"Abstrafung hoch drei": Werner Böhm liebt Affen, hasst Costas "Gitarren-Gedudel"
zuletzt aktualisiert: 11.02.2004 - 15:01Hamburg (rpo). Der Einsatz im RTL-Dschungelcamp hat dem alternden Schlagerbarden Werner Böhm ein buntes Comeback im medialen Boulevard beschert. In einem Interview verriet er nun, dass er auf Affen stehe, Costa Cordalis Gitarrendudelei jedoch eher weniger mag.
Auf Affen steht er, auf Gitarren nicht: Schlagersänger Werner Böhm geht mit Dschungelkönig Costa Cordalis hart ins Gericht. Über dessen Musik im RTL-Dschungelcamp sagte er der Zeitschrift "Max": "Dieses Gitarren-Gedudel jeden Tag war Abstrafung hoch drei. Und Stahnke sagte auch noch: 'Das ist sooo schön'".
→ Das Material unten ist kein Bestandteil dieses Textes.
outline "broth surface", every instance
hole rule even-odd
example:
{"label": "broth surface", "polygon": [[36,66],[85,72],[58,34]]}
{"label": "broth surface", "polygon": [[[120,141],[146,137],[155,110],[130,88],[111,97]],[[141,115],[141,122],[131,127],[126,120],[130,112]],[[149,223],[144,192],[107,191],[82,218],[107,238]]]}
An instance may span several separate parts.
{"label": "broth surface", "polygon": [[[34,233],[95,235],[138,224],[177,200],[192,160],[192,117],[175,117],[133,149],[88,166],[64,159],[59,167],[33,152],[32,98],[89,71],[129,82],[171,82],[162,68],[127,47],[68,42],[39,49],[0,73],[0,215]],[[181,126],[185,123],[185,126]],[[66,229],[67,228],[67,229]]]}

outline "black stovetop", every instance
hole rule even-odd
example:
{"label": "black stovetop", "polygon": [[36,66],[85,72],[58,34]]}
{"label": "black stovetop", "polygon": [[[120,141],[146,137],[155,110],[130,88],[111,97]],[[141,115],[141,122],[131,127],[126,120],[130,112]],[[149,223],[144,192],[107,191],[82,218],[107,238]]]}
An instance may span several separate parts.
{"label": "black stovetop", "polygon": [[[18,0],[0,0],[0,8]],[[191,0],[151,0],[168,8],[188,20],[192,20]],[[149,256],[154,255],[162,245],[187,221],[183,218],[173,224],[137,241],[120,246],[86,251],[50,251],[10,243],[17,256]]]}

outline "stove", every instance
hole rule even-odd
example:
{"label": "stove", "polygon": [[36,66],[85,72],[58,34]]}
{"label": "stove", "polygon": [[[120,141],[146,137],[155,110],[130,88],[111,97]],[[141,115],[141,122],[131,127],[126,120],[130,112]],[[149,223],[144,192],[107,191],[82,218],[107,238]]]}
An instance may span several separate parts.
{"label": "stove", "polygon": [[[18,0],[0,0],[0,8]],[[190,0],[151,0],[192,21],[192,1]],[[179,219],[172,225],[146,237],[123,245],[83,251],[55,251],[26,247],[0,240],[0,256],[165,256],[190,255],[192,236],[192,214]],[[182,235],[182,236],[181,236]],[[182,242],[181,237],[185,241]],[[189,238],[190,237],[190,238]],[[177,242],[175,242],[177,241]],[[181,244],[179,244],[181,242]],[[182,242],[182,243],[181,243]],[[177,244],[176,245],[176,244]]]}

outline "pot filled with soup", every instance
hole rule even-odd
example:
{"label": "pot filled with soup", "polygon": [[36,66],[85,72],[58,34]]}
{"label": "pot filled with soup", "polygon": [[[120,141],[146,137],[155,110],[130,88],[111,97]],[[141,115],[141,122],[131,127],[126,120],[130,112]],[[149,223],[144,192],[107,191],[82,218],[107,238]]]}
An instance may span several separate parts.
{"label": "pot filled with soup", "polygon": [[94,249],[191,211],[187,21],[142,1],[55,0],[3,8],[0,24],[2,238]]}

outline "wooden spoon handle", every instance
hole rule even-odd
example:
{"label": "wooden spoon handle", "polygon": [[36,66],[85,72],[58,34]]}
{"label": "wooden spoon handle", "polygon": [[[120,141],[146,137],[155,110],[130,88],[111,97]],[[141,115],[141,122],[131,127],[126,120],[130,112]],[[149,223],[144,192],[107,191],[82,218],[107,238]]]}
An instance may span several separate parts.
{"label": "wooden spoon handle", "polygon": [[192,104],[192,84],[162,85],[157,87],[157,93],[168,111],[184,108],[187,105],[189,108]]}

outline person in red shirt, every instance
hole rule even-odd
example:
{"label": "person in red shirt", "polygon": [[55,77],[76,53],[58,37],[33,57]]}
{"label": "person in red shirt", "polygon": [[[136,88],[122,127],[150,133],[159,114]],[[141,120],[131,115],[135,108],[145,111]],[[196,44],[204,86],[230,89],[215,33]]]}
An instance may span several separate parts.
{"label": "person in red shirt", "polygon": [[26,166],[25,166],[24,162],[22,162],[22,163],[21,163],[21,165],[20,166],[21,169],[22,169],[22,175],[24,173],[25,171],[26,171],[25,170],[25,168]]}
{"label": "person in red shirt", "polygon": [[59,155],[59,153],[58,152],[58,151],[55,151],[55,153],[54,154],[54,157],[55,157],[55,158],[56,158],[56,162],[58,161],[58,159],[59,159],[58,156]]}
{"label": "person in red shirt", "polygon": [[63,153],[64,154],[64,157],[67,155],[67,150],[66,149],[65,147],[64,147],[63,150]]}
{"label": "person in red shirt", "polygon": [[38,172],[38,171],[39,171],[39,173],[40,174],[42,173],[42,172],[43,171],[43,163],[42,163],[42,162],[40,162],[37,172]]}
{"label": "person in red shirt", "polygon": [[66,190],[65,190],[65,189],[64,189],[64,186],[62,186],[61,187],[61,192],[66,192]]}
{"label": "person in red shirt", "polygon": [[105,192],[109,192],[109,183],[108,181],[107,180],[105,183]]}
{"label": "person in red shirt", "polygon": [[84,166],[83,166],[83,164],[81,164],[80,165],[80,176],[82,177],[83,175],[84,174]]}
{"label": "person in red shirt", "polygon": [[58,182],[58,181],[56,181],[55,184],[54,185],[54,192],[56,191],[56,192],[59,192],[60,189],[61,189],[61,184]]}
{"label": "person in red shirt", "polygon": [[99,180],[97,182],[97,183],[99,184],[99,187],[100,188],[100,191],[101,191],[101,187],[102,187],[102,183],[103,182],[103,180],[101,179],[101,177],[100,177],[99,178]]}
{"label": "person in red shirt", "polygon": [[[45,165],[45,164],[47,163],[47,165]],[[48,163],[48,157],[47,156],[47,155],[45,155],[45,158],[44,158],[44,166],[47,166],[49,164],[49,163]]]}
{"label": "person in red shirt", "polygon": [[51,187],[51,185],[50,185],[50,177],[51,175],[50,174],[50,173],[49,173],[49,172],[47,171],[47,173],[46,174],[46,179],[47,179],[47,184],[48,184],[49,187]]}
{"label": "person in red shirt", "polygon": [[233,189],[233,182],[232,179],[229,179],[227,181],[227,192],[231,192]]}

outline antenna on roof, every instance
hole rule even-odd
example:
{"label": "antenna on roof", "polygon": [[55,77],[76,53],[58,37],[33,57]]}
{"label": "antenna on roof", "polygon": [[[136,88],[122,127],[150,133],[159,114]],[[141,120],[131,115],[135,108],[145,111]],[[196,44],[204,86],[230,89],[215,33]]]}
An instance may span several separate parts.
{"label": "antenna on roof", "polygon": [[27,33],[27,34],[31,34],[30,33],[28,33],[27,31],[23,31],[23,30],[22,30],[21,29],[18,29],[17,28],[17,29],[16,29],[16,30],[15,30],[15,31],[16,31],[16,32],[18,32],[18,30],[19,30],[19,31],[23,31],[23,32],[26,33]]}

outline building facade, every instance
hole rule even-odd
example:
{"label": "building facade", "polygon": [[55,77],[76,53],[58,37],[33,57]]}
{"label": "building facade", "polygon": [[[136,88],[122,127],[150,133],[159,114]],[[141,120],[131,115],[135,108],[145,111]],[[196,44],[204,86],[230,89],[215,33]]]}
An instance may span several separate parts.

Der Aufenthalt im Camp von "Ich bin ein Star - holt mich hier raus" sei Psycho-Terror gewesen, sagte Böhm. Alles sei ständig nass gewesen, die Klamotten, der Schlafsack. "Man nahm uns die Uhren weg, und wir rätselten immer 'Ist es vier Uhr morgens oder acht?'".
"Das alles erschlägt mich fast"
Nicht einmal die nun angelaufene Verwertungskette scheint ihm zu gefallen. "Das alles erschlägt mich fast", kommentiert er die unzähligen Anfragen nach Auftritten in Fernsehsendungen.
Erst am Wochenende war Böhm wegen einer Affenliebe in die Schlagzeilen gekommen. Mehrere Tage lang hatte er einen Pavian in seiner Wohnung gehalten. Letztlich gab er den Affen aber wieder ab und machte den Platz im Ehebett wieder frei für seine Frau, die wegen des Affen ausgezogen war.